Cependant, pour Slim Feriani, ministre de l’Industrie et des PME, le plomb, étant une source d’intoxication reste une préoccupation mondiale. Il a rappelé dans ce contexte que cette problématique a déjà fait l’objet de plusieurs initiatives internationales. Selon ses dires, toutes les initiatives déployées s’accordent à faire face à ce problème à travers au moins trois formes d’actions indispensables. Elles concernent d’abord, la mise en place de cadres réglementaires adaptés, afin de mettre un terme à la fabrication, l’importation, l’exportation, la vente et l’utilisation de peintures au plomb et de produits recouverts de peinture au plomb.
Il s’agit ensuite de sensibiliser les fabricants, les consommateurs, les travailleurs, les syndicats et les professionnels de la santé, pour qu’ils prennent conscience de la toxicité du plomb dans les peintures et de la disponibilité de produits de remplacement techniquement supérieurs et plus sûrs. Au final, les mesures entreprises tournent autour du renforcement des activités de recherche et de développement afin de trouver des solutions technologiques innovantes pour substituer le plomb par d’autres produits non nocifs et écologiques.

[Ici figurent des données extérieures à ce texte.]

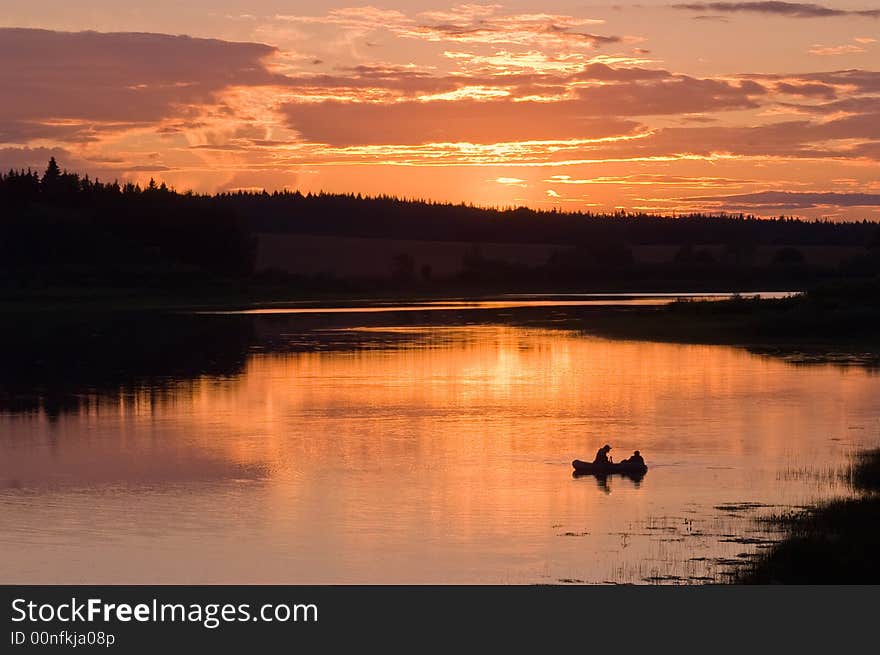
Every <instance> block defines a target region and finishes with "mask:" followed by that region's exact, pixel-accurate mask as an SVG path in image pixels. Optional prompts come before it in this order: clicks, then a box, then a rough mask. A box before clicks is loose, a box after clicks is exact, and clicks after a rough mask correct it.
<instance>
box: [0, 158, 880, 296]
mask: <svg viewBox="0 0 880 655" xmlns="http://www.w3.org/2000/svg"><path fill="white" fill-rule="evenodd" d="M0 205H2V206H3V207H5V208H7V209H6V211H5V212H4V218H3V219H2V220H0V236H2V238H0V270H2V272H3V273H4V276H5V277H6V278H7V280H8V281H10V283H11V284H13V285H16V284H17V285H22V286H25V287H26V286H28V285H29V284H33V283H34V282H35V281H36V282H38V283H39V284H48V285H51V284H62V283H63V284H69V285H77V284H80V285H90V284H91V285H104V284H111V285H112V284H117V285H132V284H135V285H137V284H149V285H159V286H163V285H165V286H169V287H180V286H181V285H186V284H188V283H192V284H199V283H203V282H205V281H206V280H216V279H243V278H251V277H252V276H253V274H254V263H255V256H256V245H257V238H256V235H257V234H261V233H262V234H266V233H269V234H271V233H289V234H310V235H328V236H357V237H374V238H395V239H404V240H429V241H457V242H466V243H469V244H474V249H473V253H472V255H471V256H470V264H469V265H468V262H465V264H466V265H465V268H466V269H469V270H470V271H471V272H472V273H473V271H474V270H480V269H481V268H482V269H486V270H489V269H491V271H492V272H493V275H494V277H496V278H504V277H508V278H511V279H512V278H515V277H516V276H517V274H518V273H519V274H523V273H524V272H523V271H521V270H520V271H517V270H516V266H515V264H514V265H511V263H509V262H508V264H507V265H506V266H503V265H501V263H499V262H494V263H492V262H486V261H484V260H482V259H481V257H480V254H479V253H480V251H479V244H483V243H542V244H556V245H559V246H560V247H561V249H560V250H559V251H558V252H557V253H556V254H555V255H554V256H553V257H551V258H550V260H548V262H547V265H546V266H545V267H544V268H545V269H546V270H544V271H543V274H544V277H545V278H547V279H549V280H551V281H559V280H565V279H568V278H576V277H577V276H578V275H579V274H580V273H582V272H583V270H584V269H585V268H586V269H595V268H596V267H601V268H603V269H604V270H606V271H608V274H615V275H618V276H622V277H627V275H625V274H623V273H622V272H621V271H622V270H623V269H627V270H630V269H632V268H633V266H634V262H633V257H632V252H631V250H630V247H631V246H636V245H667V246H670V245H672V246H676V247H677V248H678V250H677V253H676V255H675V257H674V259H673V261H671V262H670V265H672V266H674V267H676V269H675V270H676V273H675V275H673V277H676V278H679V279H680V278H681V276H682V275H684V276H685V277H687V276H688V275H699V271H700V270H701V269H703V268H706V267H710V266H712V265H714V264H717V263H718V262H716V261H715V260H716V259H717V257H716V255H714V254H712V252H710V251H709V250H707V249H705V248H700V247H699V246H700V245H701V244H716V245H722V246H723V247H724V253H725V254H724V261H725V265H729V266H735V267H743V266H748V265H749V261H750V253H751V252H753V251H754V249H755V248H756V247H758V246H777V247H778V251H777V257H776V258H777V263H779V264H783V265H787V266H790V267H791V266H793V267H798V266H803V264H804V262H803V256H802V255H801V253H800V252H799V251H798V250H797V247H799V246H819V245H821V246H850V247H865V248H866V249H870V250H869V252H872V253H876V252H877V250H876V246H878V245H880V225H878V223H876V222H871V221H867V220H865V221H859V222H850V223H838V222H833V221H830V220H803V219H799V218H795V217H787V216H780V217H777V218H772V219H766V218H759V217H757V216H755V215H750V214H749V215H746V214H734V215H731V214H704V213H689V214H683V215H677V216H674V217H669V216H660V215H653V214H646V213H630V212H624V211H617V212H614V213H611V214H602V213H594V212H561V211H558V210H556V209H551V210H537V209H529V208H524V207H516V208H494V209H491V208H481V207H476V206H473V205H467V204H451V203H441V202H431V201H425V200H409V199H402V198H397V197H393V196H376V197H364V196H361V195H360V194H329V193H317V194H312V193H307V194H302V193H300V192H299V191H275V192H272V193H269V192H266V191H263V192H250V191H238V192H231V193H217V194H214V195H205V194H195V193H192V192H185V193H179V192H177V191H175V190H174V189H171V188H169V187H167V186H166V185H165V184H164V183H160V184H157V183H156V182H155V181H154V180H150V182H149V184H148V185H147V186H146V187H143V188H142V187H141V186H140V185H138V184H133V183H130V182H129V183H124V184H119V183H118V182H117V181H113V182H101V181H99V180H97V179H95V180H93V179H91V178H90V177H89V176H88V175H79V174H77V173H69V172H67V171H62V170H61V169H60V167H59V166H58V163H57V162H56V161H55V159H54V158H53V159H51V160H50V161H49V164H48V166H47V168H46V170H45V171H44V172H43V174H42V175H40V174H39V173H38V172H36V171H33V170H30V169H28V170H18V171H16V170H11V171H9V172H8V173H6V174H0ZM327 254H328V257H332V253H327ZM875 259H876V256H874V257H872V258H871V261H873V260H875ZM585 262H588V263H587V264H585ZM858 266H865V264H864V262H862V263H861V264H860V263H859V262H855V263H854V264H853V265H852V266H851V267H850V268H851V269H853V267H855V268H856V269H857V268H858ZM398 268H400V267H399V266H398ZM408 268H413V267H412V266H411V267H408ZM667 268H669V267H667ZM874 268H876V267H875V266H874V265H873V264H870V263H869V264H868V265H867V269H868V272H872V271H873V270H874ZM664 270H665V269H664ZM853 270H855V269H853ZM484 272H485V270H484ZM630 273H631V276H635V277H638V276H639V275H644V274H645V271H641V272H638V271H637V272H633V271H632V270H630ZM655 273H656V271H654V272H652V273H650V274H651V275H653V274H655Z"/></svg>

Il a mentionné à ce titre, que le Programme national de la recherche et de l’innovation appelé couramment PNRI et géré par le ministère de tutelle, permet de mobiliser l’effort de la recherche publique pour résoudre ce genre de problématiques technologiques. PNRI, notons-le, a déjà financé en 2012 un projet de recherche collaborative pour la substitution des peintures, laques et vernis à base de solvants organiques nocifs, par des peintures et vernis à base d’eau. Par ailleurs, le programme PNRI a permis jusqu’à présent de financer 46 projets de recherche dans le cadre de ce mécanisme traitant plusieurs thématiques qui répondent à des défis écologiques et environnementaux. Une quinzaine d’entre eux est déjà clôturée avec des résultats prometteurs.